Subsequence-based search is especially useful for HHblits + HHsearch step as we build the profile (with HHblits) based on the subsequence rather than the entire protein sequence (if protein sequence had any assignments before). This step potentially removes a bias of domain-context as domains are evolutionary and functionally independent units.
Frequently Asked Questions
What is CDvist?
CDvist (Comprehensive Domain Visualization Tool) is a protein domain-searching webserver specialized in maximizing domain coverage of multidomain protein sequences.
Why is CDvist needed?
The identification of protein domains is a key feature of protein sequence analysis. Several databases, notably Pfam (Punta et al., 2012), Simple Modular Architecture Research Tool (SMART) (Letunic et al., 2009), Clusters of Orthologous Groups (COG) (Tatusov et al., 2003), Conserved Domain Database (CDD) (Marchler-Bauer et al., 2013) and others, develop and maintain domain models. Searching tools such as RPS-BLAST (Marchler-Bauer et al., 2013), HMMER3 (Eddy, 2011) and HHpred/HHsearch (Hildebrand et al., 2009; Soding, 2005) are used to match sequences to domain models present in a given database. The size of the protein sequence database grows dramatically, whereas its coverage by pre-computed domain models increases very slowly (Rekapalli et al., 2012). Consequently, sensitive domain searches of sequences in bulk are necessary to improve computational coverage of the current and future protein sequence space. Despite the overwhelming success of the current state-of-the-art domain searching resources, three areas require further improvements: (i) combining tools with high specificity and tools with high sensitivity in a single framework, (ii) multiple query searches using highly sensitive (e.g. profile-to-profile) methods, (iii) visualization of most relevant information in a responsive and interactive way. CDvist addresses these three issues.

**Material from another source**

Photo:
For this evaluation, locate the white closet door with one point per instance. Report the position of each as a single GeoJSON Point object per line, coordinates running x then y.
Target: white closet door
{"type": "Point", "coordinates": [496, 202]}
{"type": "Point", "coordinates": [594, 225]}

Why are the results from CDvist and HHpred not identical?
Although they are usually similar, for sure not identical most of the time. The reason lies in the CDvist’s subsequence-based search method. The HHpred application also allows for manual subsequence search iteratively on their website, CDvist automates this step.

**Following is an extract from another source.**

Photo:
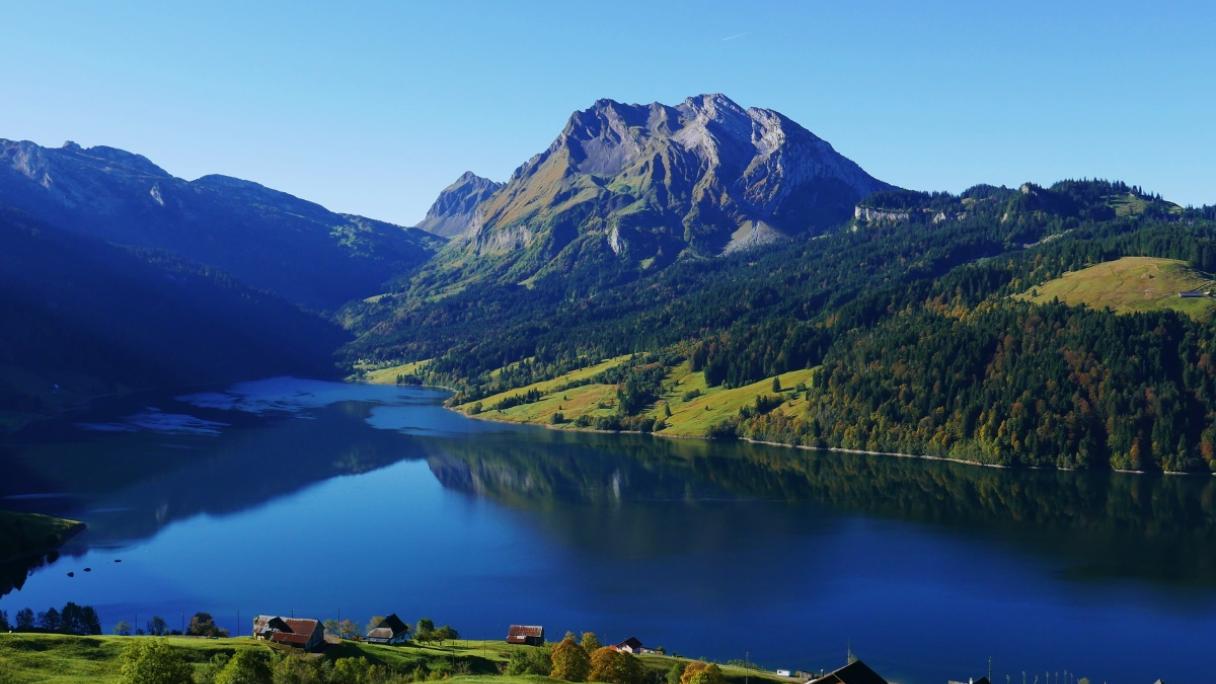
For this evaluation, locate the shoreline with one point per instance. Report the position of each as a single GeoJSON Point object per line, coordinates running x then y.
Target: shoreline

Can I run CDvist standalone?
As long as you have can run Docker, yes! The package is dockerized as the environment is not easy to setup out of a container. Please follow the instructions to install CDvist on your local machine. OS (Linux, Mac, Windows) shouldn’t matter. Please note that Windows has not been tested yet.
Can I serve CDvist?
Yes! Please do. If you have resources we would be happy to have a mirror site. We can provide technical support if needed.

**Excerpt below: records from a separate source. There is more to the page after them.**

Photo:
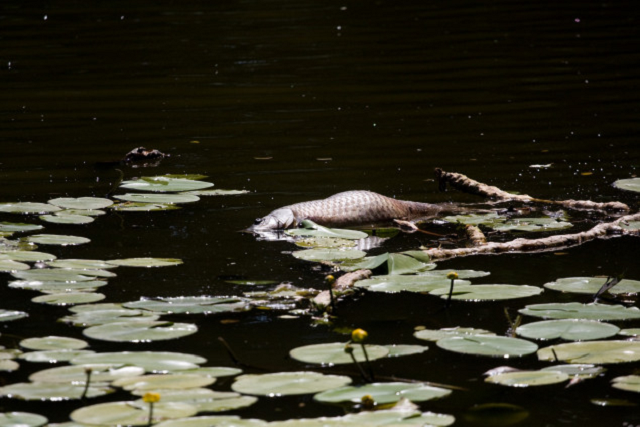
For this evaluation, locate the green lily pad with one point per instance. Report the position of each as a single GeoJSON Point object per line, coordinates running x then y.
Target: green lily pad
{"type": "Point", "coordinates": [54, 239]}
{"type": "Point", "coordinates": [628, 382]}
{"type": "Point", "coordinates": [53, 343]}
{"type": "Point", "coordinates": [7, 265]}
{"type": "Point", "coordinates": [311, 229]}
{"type": "Point", "coordinates": [592, 352]}
{"type": "Point", "coordinates": [567, 329]}
{"type": "Point", "coordinates": [163, 199]}
{"type": "Point", "coordinates": [8, 315]}
{"type": "Point", "coordinates": [28, 208]}
{"type": "Point", "coordinates": [163, 184]}
{"type": "Point", "coordinates": [87, 203]}
{"type": "Point", "coordinates": [21, 419]}
{"type": "Point", "coordinates": [575, 310]}
{"type": "Point", "coordinates": [591, 285]}
{"type": "Point", "coordinates": [487, 345]}
{"type": "Point", "coordinates": [435, 335]}
{"type": "Point", "coordinates": [190, 305]}
{"type": "Point", "coordinates": [151, 361]}
{"type": "Point", "coordinates": [629, 184]}
{"type": "Point", "coordinates": [145, 262]}
{"type": "Point", "coordinates": [288, 383]}
{"type": "Point", "coordinates": [77, 374]}
{"type": "Point", "coordinates": [143, 207]}
{"type": "Point", "coordinates": [40, 391]}
{"type": "Point", "coordinates": [67, 219]}
{"type": "Point", "coordinates": [18, 226]}
{"type": "Point", "coordinates": [487, 292]}
{"type": "Point", "coordinates": [334, 353]}
{"type": "Point", "coordinates": [140, 331]}
{"type": "Point", "coordinates": [130, 413]}
{"type": "Point", "coordinates": [328, 254]}
{"type": "Point", "coordinates": [398, 283]}
{"type": "Point", "coordinates": [383, 393]}
{"type": "Point", "coordinates": [69, 298]}
{"type": "Point", "coordinates": [163, 381]}
{"type": "Point", "coordinates": [528, 378]}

What is different in the latest version?
The pipeline of the first release of CDvist (1.0) ran on an HPC. However, since the HPC used was decommissioned, now we transferred the application to our local server which is not an HPC. The advantage is, as long as the resources are available (meaning not many CDvist jobs are running when you submit your job), your job starts running immediately without waiting for the queue. The disadvantage is the fact that the protein sequences do not run in parallel but sequential, which causes jobs to be completed in a longer time. We compensate the slowness issue by increasing the CPU and memory allocations for job submissions. Averagely a protein sequence is completed within a minute, meaning that your batch request of 500 proteins is expected to be completed within few hours after it starts. Not too bad.